I am writing a shell script to help me running with the react-native project, my script has the following parts:
#some steps to create $calculated_value...
os_type=$1
shift
script="$calculated_value react-native run-$os_type $@"
$script
When I type this command in terminal:
./scripts/run ios --simulator="iPhone 6"
I expect the script should execute the following command at the end:
"$calculated_value" react-native run-ios --simulator="iPhone 6"
However, the scripts now execute this command:
"$calculated_value" react-native run-ios --simulator=iPhone 6
which the double quotes have disappeared, and terminal just read the simulator without the "6".
I have tried replacing the $@
with $(for i;do echo ${i@Q};done;)
but it gives me the error: line 25: ${i@Q}: bad substitution
I know I can add \
before the double quotes to escape it
but just want to see if there are any solutions I can do to skip adding \
.
---------------------------------------------- EDIT INFO ----------------------------------------------
Now I am using eval
inside the script in order to run the command with a file location.

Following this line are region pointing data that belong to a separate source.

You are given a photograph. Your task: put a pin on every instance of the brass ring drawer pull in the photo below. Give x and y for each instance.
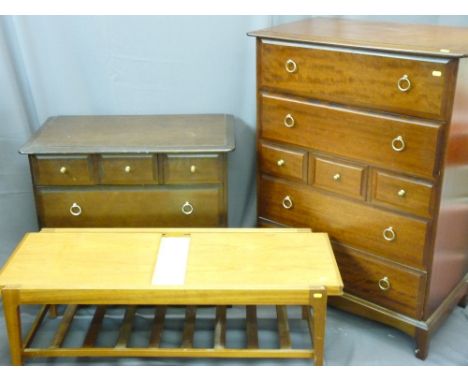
(404, 84)
(287, 202)
(384, 283)
(401, 193)
(187, 208)
(398, 144)
(290, 66)
(289, 120)
(75, 209)
(389, 234)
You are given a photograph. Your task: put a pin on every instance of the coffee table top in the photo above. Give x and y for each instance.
(218, 260)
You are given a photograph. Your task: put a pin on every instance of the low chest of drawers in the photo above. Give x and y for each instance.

Inside the scripts, it contains the below steps:
...some calculation to get $envfile
os_type=$1
shift
run_script="ENVFILE=$envfile react-native run-$os_type $@"
eval $run_script
Inside my package.json
:
{
"scripts": {
"dev": "./scripts/dev"
}
}
In my real case, when I type:
npm run dev ios -- --simulator="iPhone 6"
What I expected is:
ENVFILE=env/tw.dev react-native run-ios --simulator="iPhone 6"
But now the command miss the double dash argument.